Polish-French physicist and chemist (1867-1934)

Marya Sklodowska was born in Warsaw on 7 November 1867. She was an autodidact who taught herself the principles of physics and chemistry through experiments in her cousin's laboratory. After working as a governess from 1885 to 1891, she started her studies at the Sorbonne in Paris, graduating in physics in 1893 and in mathematics in 1894.

She became the collaborator of Pierre Curie, who she married in 1895. It is under her married name, Madame Curie, that she came to fame as a researcher in radioactivity. After Pierre's death in 1906 she continued doing research. In 1908 she became the first female professor at the Sorbonne.
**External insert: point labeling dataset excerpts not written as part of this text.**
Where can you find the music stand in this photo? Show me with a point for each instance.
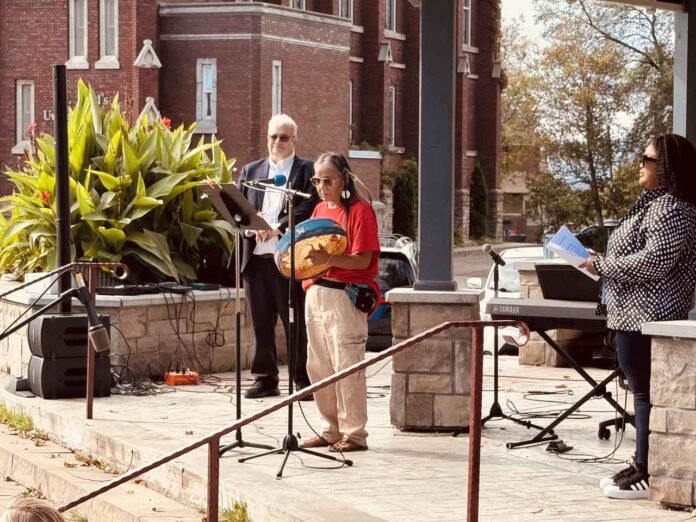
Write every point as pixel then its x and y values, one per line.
pixel 290 443
pixel 236 209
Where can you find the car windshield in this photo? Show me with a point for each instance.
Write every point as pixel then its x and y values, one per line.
pixel 394 272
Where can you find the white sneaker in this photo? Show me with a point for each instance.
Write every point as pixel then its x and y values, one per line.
pixel 608 481
pixel 635 486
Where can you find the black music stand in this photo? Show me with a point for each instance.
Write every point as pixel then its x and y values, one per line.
pixel 235 208
pixel 290 443
pixel 496 411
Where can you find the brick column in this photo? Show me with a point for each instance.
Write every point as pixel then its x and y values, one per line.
pixel 430 383
pixel 672 458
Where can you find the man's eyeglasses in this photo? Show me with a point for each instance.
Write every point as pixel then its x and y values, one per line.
pixel 647 159
pixel 283 138
pixel 318 181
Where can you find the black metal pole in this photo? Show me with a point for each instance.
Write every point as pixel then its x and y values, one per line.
pixel 60 111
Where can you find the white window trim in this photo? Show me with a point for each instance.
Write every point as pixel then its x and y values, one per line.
pixel 107 61
pixel 206 125
pixel 392 116
pixel 76 62
pixel 22 144
pixel 350 112
pixel 277 96
pixel 351 10
pixel 467 22
pixel 391 4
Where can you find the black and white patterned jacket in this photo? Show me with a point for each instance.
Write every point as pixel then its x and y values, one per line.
pixel 650 265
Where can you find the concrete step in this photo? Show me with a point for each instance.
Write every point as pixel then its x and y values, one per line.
pixel 58 474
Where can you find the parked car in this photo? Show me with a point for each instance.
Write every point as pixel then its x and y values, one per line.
pixel 398 268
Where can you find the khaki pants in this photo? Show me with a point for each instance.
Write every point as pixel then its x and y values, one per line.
pixel 336 335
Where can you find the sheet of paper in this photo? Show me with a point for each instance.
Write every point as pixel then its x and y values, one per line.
pixel 566 246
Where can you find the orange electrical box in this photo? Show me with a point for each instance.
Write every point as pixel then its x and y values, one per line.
pixel 181 379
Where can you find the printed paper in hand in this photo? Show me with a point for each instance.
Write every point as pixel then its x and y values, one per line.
pixel 566 246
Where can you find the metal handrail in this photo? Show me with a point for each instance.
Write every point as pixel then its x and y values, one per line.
pixel 213 440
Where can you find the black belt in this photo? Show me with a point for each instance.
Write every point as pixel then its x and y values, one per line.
pixel 331 284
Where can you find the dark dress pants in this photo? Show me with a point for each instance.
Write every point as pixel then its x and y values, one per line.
pixel 266 292
pixel 633 353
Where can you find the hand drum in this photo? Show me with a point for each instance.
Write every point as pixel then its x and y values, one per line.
pixel 313 234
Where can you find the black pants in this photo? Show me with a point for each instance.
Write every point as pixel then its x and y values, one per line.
pixel 266 292
pixel 633 352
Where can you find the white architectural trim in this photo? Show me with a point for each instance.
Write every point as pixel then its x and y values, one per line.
pixel 22 144
pixel 255 36
pixel 393 35
pixel 364 154
pixel 107 60
pixel 77 61
pixel 250 8
pixel 206 124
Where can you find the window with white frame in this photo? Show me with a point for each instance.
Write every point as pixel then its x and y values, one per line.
pixel 108 35
pixel 350 112
pixel 206 95
pixel 345 9
pixel 390 22
pixel 77 34
pixel 25 114
pixel 391 113
pixel 277 87
pixel 466 23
In 1914 she founded the Radium Institute, whose director she became.

Together with her husband she did research into radioactivity, which had been discovered by Henri Becquerel. In 1898 she isolated the element radium and discovered a new element, polonium, which she named after her native country. In 1903 she took her doctoral degree and received - together with Pierre Curie and Henri Bequerel - the Nobel Prize for physics.

In 1911 she received the Nobel Prize a second time, this time for chemistry. At the Radium Institute, research was done on the possible application of radioactive radiations, for example in the fight against cancer. In the First World War she researched radiography and used radiotherapy in the French army.

Regularly exposed to overdoses of radiation during her research, Marie Curie died of leukaemia on 4th July1934.